京都市上京区今出川通烏丸東入相国寺門前町、京都御苑の北、臨済宗相国寺派の大本山・相国寺の西門を入ってすぐの所にある相国寺の塔頭寺院。
本尊は阿弥陀三尊仏(阿弥陀如来雲上来迎像)。
室町幕府第3代将軍・足利義満(あしかがよしみつ 1358-1408)が臨済宗の僧で一山派、雪村友禅(せっそんゆうばい 1290-1347)の法嗣・太清宗渭(たいせいそうい 1321-91)を相国寺に迎請するため、その禅堂として「雲頂院」を創建したのがはじまりで、その後、雲頂院は兵火にかかり、亀泉集証(きせんしゅうしょう 1424-93)が文正・文明年間(1466-84)の間に創設した「瑞春軒」と合併。
江戸後期の1788年(天明8年)の「天明の大火」で焼失した後、弘化・嘉永年間(1848-54)に再建され現在に至っています。
この点、亀泉集証は美作国(岡山県)の赤松氏の被官・後藤氏の出身で、能筆家として知られ、中国・唐の書家である虞世南(ぐせいなん 558-638)の神髄を会得たといわれています。
室町末期に禅寺の僧事一般を将軍へ披露する「蔭涼軒主」として五山官寺を統轄し、幕府の政治に力をふるった季瓊真蘂(きけいしんずい 1401-69)の弟子となってその法を嗣ぎ、その後、8代将軍・足利義政に信任されて相国寺の蔭涼職を務め、蔭涼軒主の公用日記「蔭涼軒日録(おんりょうけんにちろく)」の大部分を筆録し、中世の禅宗史としてはもちろん、室町時代の政治史の重要な史料にもなっているといいます。
また1961年に雑誌「別冊文藝春秋」に掲載された後、同年の第45回直木賞を受賞した小説「雁の寺」の舞台として知られ、作者の水上勉(みずかみつとむ 1919-2004)は9歳で得度し、修行の辛さから13歳で寺を飛び出すまで雛僧としてここで修行し、その体験をもとに「雁の寺」を著したことで知られています。

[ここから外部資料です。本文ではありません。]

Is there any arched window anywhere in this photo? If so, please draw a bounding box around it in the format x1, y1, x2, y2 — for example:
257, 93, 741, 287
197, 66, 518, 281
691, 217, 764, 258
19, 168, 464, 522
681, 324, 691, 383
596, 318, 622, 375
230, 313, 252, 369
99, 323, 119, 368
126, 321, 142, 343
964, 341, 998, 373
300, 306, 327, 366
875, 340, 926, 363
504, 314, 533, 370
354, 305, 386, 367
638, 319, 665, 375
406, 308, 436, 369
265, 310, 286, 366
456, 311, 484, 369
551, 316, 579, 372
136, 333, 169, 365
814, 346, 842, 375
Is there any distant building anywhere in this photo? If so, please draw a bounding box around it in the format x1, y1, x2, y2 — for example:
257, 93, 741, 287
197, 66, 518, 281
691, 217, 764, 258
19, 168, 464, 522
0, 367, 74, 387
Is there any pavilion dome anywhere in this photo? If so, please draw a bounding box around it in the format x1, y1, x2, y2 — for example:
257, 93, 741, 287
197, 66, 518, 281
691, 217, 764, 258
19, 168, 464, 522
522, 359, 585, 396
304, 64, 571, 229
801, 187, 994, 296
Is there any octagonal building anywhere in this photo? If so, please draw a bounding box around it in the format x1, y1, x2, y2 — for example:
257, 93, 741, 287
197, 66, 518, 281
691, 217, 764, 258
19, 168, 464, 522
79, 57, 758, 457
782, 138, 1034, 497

水上は小僧として修業していた頃、当寺で見た鳥の親子の絵に離れた母への思いを強くしたといい、その思い出が名作を生み出したといいますが、直木賞を受賞し再訪するまではその鳥が孔雀であるのを雁だと思い込んでいて、そのため題名が「雁の寺」となったそうですが、偶然にも本堂内の和尚しか入ることができない雁の間に今尾景年の高弟・上田萬秋の筆になる襖絵「雁の絵」8枚があったそうで、この水上勉の小説から瑞春院は現在は「雁の寺」の通称でよく知られるようになっています。
本堂の本尊「阿弥陀三尊仏」は1439年(永享11年)に室町6代将軍・足利義教(あしかがよしのり 1394-1441)から寄進されたもので、平安時代の木像仏で阿弥陀如来像を中心に観音菩薩と勢至菩薩を脇に配し、雲上来迎の姿は他に例を見ないといいます。
庭園は境内の南北に2つあり、南庭「雲頂庭」は室町期の石組みがそのまま残っている禅院風の枯山水庭園で、一方、北庭「雲泉庭」は庭園研究で文化功労賞受賞者の村岡正が夢窓疎石の作風を取り入れて作庭した室町期風の池泉鑑賞式庭園で、園内には表千家の不審庵を模した茶室「久昌庵」があるほか、茶室の横には聞く者に安らぎを与える美しい音色の水琴窟があることでも有名です。